The letter was sent jointly by Xavier Becerra, the Health and Human Services Secretary, and the Department of Education’s secretary Miguel Cardona. Commending early childhood education (ECE) programs and their providers for always putting children’s needs as the utmost concern,  the letter made note that the COVID vaccine was now available for the youngest age group. Because of this, the officials asked ECE teachers and staff to find ways to connect families with healthcare providers, distribute approved information about vaccines, and partner with healthcare providers to establish vaccination clinics at schools or easily accessible facilities nearby. 

To aid in the effort, the letter made note of helpful tools educators could take advantage of. It mentioned tools available on the government-run Health department sites, and also directed them to the American Rescue Plan Act’s Elementary and Secondary School Emergency Relief Fund which can help reimburse the costs of hosting COVID vaccine clinics. The vaccine itself is free of cost to families and schools. 
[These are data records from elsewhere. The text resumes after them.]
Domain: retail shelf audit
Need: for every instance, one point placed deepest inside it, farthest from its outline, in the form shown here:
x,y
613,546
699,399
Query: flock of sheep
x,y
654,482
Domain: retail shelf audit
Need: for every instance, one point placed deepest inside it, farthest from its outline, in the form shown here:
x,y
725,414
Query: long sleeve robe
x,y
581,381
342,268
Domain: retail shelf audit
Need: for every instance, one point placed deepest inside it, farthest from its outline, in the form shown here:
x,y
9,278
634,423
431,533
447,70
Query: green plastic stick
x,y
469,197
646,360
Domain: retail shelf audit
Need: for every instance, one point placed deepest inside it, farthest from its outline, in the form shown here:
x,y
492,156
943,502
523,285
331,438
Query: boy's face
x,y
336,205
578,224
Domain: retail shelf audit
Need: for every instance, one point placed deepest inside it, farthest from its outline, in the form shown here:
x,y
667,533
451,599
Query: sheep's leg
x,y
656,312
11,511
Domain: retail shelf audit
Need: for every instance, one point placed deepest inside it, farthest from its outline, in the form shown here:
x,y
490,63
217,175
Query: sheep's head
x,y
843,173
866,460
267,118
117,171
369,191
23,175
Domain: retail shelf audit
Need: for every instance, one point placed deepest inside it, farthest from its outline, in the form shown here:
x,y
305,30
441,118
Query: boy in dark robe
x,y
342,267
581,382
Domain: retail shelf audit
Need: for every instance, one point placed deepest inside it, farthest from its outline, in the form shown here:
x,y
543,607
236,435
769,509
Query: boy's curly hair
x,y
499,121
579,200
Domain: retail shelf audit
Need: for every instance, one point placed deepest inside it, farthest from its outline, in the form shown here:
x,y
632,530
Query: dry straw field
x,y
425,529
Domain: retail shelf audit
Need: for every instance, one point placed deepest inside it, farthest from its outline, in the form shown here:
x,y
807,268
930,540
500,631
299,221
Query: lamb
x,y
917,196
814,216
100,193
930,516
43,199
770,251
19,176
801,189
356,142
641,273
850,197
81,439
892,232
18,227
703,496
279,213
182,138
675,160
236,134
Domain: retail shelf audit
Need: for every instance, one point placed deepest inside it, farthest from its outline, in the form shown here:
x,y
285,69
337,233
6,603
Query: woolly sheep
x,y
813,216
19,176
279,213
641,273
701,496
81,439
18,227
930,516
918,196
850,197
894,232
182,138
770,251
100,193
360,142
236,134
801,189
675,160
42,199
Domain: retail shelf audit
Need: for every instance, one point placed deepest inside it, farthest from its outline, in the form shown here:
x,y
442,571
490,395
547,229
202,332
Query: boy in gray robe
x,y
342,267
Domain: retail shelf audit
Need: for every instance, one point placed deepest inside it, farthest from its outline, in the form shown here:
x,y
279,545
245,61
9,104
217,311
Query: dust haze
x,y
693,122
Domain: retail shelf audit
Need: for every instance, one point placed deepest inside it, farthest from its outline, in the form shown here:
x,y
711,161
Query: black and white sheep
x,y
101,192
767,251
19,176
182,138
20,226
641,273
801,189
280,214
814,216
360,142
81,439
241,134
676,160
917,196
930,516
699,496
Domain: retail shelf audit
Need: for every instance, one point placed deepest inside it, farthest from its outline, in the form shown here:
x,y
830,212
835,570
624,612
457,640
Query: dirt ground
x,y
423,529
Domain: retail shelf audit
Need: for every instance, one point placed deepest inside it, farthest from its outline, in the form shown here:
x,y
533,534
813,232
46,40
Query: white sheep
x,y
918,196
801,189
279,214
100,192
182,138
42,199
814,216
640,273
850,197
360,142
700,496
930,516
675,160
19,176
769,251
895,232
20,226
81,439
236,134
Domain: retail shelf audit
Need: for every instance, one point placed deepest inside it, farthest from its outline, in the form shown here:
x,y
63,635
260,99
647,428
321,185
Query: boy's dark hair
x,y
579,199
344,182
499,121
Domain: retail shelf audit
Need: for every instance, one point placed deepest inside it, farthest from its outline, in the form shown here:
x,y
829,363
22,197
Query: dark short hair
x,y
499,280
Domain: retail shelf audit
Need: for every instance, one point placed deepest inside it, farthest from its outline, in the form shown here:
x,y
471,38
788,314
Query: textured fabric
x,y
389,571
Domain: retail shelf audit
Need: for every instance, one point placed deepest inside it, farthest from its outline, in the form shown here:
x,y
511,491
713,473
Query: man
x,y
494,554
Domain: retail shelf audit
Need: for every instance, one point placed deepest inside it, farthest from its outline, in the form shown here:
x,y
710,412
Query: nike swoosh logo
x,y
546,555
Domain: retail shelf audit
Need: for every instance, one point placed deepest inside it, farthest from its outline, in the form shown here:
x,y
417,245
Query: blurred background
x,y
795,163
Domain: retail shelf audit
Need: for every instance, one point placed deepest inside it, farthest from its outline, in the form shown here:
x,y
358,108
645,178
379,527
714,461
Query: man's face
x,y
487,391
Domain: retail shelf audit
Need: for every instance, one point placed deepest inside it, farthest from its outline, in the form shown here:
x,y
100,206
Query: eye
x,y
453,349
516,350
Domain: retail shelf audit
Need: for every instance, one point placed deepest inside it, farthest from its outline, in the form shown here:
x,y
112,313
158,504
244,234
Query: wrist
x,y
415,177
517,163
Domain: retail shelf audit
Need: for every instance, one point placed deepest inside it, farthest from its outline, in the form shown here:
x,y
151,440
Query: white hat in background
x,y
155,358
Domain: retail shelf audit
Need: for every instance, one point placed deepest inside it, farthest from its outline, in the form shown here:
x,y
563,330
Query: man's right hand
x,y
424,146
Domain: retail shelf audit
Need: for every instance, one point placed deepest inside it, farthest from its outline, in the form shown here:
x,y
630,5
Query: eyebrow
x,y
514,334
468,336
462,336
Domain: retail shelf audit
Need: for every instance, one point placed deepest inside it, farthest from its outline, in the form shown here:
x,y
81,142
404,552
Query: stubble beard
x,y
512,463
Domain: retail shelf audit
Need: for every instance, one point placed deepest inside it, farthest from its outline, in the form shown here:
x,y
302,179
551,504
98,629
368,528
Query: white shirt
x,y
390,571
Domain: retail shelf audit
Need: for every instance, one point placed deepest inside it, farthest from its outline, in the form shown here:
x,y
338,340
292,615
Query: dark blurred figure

While this effort mirrors similar endeavors made by the feds and education officials over the past year to get more students and school staff protected with the COVID vaccine, not everyone is happy about these endeavors. Some of this is because Americans are hesitant to get the jab because of how quickly it was approved, feeling that no experimental drug should be mandated, especially considering some possible side effects. Also, the rhetoric isn’t necessarily against vaccines themselves, but specifically this one. Mandatory vaccines for schoolchildren like those fighting against measles, mumps, and rubella have been around for decades, while the COVID vaccine has existed for just a little over a year.

COVID vaccine

Still, countless health and government officials swear that the COVID vaccine is safe and effective, as more than 12 billion doses have been administered globally. Adverse effects from the vaccine are reportedly extremely rare. Therefore, many feel that the push to vaccinate the entire population, and once and for all move on from the horrors of the past few years is a small price to pay for a so-called return to normalcy. For now, though, the decision to vaccinate children ultimately remains the choice of parents.